Black lives matter: George Floyd’s violent death was a breaking point
George Floyd’s violent death was a breaking point — an all too familiar reminder that, for Black people, law enforcement doesn’t protect or save lives. They often threaten and take them.
Since the death of George Floyd on May 25, 2020, thousand of people are continuing protesting. This protesting is not only one person’s death. This protesting is for all the racism action on black peoples, but this death was ‘premeditated murder’
While Floyd was handcuffed and lying face down on a city street during an arrest, Derek Chauvin, a white Minneapolis officer white, kept his knee on the right side of Floyd’s neck for 8 minutes and 46 seconds; 2 minutes and 53 seconds of which occurred after Floyd became unresponsive.

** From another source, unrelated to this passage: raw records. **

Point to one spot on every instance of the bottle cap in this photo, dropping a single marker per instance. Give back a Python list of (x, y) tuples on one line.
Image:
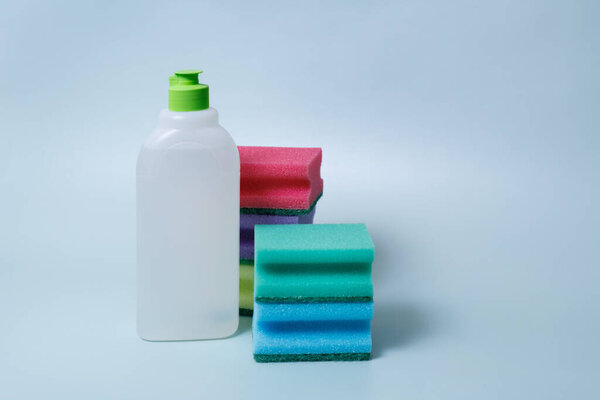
[(185, 93)]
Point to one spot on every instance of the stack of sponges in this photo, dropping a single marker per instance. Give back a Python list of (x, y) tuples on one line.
[(278, 185), (313, 293)]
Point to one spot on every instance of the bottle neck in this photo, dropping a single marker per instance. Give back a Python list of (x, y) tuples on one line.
[(186, 119)]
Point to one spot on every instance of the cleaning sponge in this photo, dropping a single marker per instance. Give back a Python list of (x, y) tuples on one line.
[(313, 293), (248, 221), (313, 263), (279, 180)]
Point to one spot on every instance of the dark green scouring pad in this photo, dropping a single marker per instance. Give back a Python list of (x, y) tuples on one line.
[(312, 357)]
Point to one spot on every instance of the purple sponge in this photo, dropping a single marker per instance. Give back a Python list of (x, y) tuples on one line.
[(247, 222)]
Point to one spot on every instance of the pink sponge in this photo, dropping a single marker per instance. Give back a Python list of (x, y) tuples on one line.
[(287, 178)]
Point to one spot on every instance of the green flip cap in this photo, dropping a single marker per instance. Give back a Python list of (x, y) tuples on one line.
[(185, 93)]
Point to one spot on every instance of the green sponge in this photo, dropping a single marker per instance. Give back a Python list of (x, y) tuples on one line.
[(313, 263), (246, 288)]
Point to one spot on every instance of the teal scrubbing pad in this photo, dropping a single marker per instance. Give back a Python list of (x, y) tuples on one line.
[(312, 332), (246, 288), (313, 263)]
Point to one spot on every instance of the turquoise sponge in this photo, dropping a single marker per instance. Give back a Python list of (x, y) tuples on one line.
[(313, 263), (313, 293)]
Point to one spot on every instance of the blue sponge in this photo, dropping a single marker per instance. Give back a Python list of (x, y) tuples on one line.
[(313, 293)]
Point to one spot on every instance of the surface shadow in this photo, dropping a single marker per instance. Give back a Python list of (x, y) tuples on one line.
[(397, 325)]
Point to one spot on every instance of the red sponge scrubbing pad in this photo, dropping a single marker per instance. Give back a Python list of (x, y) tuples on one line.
[(284, 178)]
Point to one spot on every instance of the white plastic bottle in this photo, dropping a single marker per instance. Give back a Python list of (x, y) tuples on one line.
[(188, 182)]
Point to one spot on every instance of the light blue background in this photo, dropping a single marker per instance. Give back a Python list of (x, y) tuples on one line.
[(464, 133)]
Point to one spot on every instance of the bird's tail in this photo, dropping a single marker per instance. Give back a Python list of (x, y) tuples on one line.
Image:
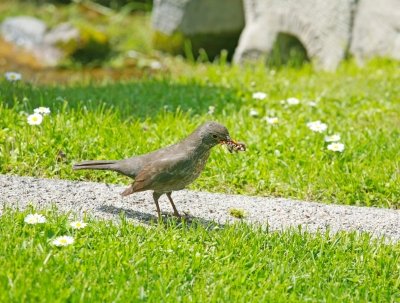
[(96, 164)]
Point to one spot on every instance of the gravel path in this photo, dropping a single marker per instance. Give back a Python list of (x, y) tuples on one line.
[(103, 201)]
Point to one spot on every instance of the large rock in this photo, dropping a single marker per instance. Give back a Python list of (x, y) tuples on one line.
[(208, 24), (323, 28), (376, 31)]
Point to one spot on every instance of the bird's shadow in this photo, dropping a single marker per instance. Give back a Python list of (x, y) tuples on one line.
[(167, 218)]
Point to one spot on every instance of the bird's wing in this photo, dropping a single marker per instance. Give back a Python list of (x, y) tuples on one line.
[(162, 172)]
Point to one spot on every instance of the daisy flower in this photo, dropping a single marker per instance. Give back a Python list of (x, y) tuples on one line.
[(333, 138), (317, 126), (253, 113), (259, 96), (42, 110), (272, 120), (34, 219), (78, 224), (12, 76), (336, 147), (63, 241), (292, 101), (35, 119)]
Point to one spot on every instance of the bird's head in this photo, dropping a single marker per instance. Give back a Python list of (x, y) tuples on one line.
[(213, 133)]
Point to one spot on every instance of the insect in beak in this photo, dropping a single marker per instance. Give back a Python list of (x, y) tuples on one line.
[(233, 146)]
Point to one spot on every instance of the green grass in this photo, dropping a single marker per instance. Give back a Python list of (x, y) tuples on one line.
[(118, 120), (179, 263)]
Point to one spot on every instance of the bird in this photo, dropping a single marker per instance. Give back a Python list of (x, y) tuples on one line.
[(170, 168)]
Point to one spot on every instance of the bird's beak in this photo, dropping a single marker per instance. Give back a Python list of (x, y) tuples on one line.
[(233, 145)]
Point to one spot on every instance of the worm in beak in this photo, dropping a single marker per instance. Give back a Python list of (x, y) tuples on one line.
[(234, 146)]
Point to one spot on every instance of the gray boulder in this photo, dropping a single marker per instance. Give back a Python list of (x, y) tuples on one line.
[(208, 24), (376, 31), (24, 31), (323, 28)]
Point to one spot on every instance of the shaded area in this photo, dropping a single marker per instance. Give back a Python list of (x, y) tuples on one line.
[(167, 219), (139, 99)]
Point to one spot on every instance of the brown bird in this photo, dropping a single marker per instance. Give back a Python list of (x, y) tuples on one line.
[(170, 168)]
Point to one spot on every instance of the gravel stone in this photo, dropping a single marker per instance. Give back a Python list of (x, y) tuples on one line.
[(103, 201)]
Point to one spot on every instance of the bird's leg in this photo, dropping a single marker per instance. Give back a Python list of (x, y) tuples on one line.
[(176, 213), (157, 196)]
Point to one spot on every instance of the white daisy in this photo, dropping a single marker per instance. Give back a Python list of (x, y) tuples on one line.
[(34, 219), (12, 76), (317, 126), (63, 241), (333, 138), (271, 120), (35, 119), (292, 101), (253, 113), (336, 147), (42, 110), (78, 224), (259, 96)]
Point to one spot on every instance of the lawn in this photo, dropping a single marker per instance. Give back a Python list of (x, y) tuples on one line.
[(179, 263), (268, 109), (113, 120)]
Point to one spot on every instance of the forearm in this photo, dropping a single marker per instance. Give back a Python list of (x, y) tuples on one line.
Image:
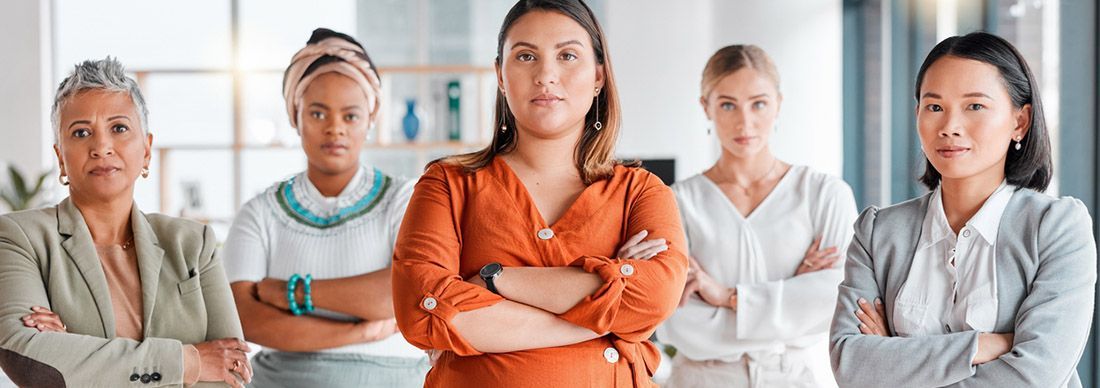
[(508, 326), (271, 326), (367, 296), (553, 289)]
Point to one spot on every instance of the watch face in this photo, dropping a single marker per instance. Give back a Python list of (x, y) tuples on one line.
[(491, 269)]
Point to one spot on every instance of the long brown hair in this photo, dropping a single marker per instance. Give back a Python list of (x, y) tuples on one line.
[(594, 155)]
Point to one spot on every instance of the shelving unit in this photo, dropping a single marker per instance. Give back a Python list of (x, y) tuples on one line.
[(422, 150)]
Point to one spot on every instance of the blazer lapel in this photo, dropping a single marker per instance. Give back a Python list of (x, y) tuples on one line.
[(150, 258), (81, 250)]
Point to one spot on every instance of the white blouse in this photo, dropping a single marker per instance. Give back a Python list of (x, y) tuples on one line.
[(952, 285), (293, 229), (759, 254)]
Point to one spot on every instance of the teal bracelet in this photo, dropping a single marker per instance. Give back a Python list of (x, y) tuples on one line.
[(307, 290), (292, 284)]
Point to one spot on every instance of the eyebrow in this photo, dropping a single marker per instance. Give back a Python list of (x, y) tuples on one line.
[(563, 44), (735, 99)]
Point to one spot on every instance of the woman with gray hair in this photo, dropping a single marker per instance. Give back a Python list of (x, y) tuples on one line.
[(98, 294)]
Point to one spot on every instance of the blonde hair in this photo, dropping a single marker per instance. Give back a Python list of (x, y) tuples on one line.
[(595, 153), (729, 59)]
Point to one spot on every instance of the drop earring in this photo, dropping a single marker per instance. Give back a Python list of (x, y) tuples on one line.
[(598, 125)]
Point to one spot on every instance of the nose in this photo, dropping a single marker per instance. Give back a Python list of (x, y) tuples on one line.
[(952, 128)]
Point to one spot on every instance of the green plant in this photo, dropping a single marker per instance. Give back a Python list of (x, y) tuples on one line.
[(19, 196)]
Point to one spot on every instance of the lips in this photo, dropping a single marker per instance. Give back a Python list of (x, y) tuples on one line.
[(105, 170), (952, 151), (334, 148), (546, 99)]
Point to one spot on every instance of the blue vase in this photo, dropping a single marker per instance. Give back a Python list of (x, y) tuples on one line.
[(410, 123)]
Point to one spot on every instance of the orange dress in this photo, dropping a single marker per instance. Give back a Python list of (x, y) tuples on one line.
[(459, 222)]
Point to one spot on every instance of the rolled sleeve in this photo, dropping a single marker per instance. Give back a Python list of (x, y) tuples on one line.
[(428, 290), (637, 295)]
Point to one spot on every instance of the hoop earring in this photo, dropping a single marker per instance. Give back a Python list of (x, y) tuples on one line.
[(598, 125)]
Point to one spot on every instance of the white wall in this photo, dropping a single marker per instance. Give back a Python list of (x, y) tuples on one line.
[(25, 95), (804, 39), (659, 52)]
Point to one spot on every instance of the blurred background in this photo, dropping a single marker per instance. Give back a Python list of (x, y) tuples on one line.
[(211, 71)]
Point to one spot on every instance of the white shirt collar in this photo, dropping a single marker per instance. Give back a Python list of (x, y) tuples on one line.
[(986, 221)]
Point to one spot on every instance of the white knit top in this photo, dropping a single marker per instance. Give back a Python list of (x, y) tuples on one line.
[(293, 229)]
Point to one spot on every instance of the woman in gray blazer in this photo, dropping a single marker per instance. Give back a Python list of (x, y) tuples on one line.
[(986, 281), (97, 294)]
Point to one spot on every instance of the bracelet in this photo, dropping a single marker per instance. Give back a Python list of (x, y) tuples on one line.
[(292, 284), (307, 290)]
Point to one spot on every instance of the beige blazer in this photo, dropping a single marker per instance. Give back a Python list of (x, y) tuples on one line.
[(47, 258)]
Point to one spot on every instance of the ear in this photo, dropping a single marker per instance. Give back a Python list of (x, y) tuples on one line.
[(706, 109), (499, 78), (1023, 122), (149, 147), (600, 76), (61, 161)]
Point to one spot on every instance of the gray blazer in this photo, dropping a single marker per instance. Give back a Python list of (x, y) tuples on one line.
[(47, 258), (1046, 273)]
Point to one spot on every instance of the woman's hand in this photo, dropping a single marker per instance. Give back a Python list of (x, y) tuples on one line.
[(991, 346), (273, 291), (636, 248), (224, 361), (708, 289), (44, 320), (872, 319), (816, 258)]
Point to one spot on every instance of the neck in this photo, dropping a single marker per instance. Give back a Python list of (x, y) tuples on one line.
[(745, 170), (330, 184), (108, 220), (964, 197), (547, 155)]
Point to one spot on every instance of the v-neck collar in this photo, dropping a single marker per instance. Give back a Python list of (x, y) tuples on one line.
[(585, 203), (763, 202)]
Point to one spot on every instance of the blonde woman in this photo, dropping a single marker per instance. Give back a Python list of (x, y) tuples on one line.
[(763, 236)]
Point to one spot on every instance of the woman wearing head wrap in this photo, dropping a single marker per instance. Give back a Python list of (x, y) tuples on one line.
[(309, 257)]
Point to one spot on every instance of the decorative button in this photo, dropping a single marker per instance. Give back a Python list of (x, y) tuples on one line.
[(612, 355), (429, 303)]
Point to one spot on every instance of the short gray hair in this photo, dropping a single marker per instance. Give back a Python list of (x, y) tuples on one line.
[(106, 74)]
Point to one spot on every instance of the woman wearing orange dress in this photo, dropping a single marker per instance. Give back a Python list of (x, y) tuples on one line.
[(524, 264)]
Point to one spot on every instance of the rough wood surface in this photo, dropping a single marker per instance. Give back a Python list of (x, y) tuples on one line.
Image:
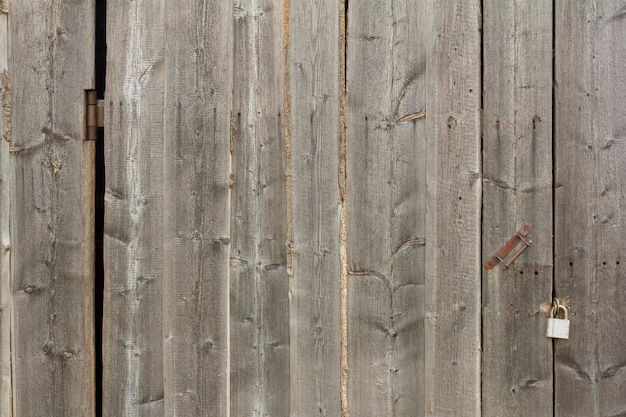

After Floyd’s death, demonstrations and protests in the Minneapolis–Saint Paul area were initially peaceful on May 26, but later that day became violent as windows were smashed at a police precinct, two stores were set on fire, and many stores were looted and damaged. Some demonstrators skirmishes with police, who fired tear gas and rubber bullets. Protests sprang throughout the nation.
Preliminary results from the official autopsy found no indication that Floyd died of strangulation or traumatic asphyxia, but that the combined effects of being restrained, underlying health conditions, including coronary artery disease and hypertensive heart disease, and potential intoxicants in his system likely contributed to his death. Attorneys for Floyd’s family announced that they have requested an independent autopsy.
On Sunday there was protesting in front of DC. White house. Before this day on Saturday night 17 people were arrested and 11MPD officers were injured during protests.
Also Video from two Philadelphia TV stations on Sunday shows youths smashing several police cars and looting at least one store.Reporting on the violence in West Philadelphia, the Philadelphia Inquirer says police cars were also set ablaze.
Floyd’s death has been compared to the 2014 death of Eric Garner. Garner, also an unarmed black man, repeated “I can’t breathe” eleven times after being placed in a chokehold by a New York police officer during an arrest in Staten Island.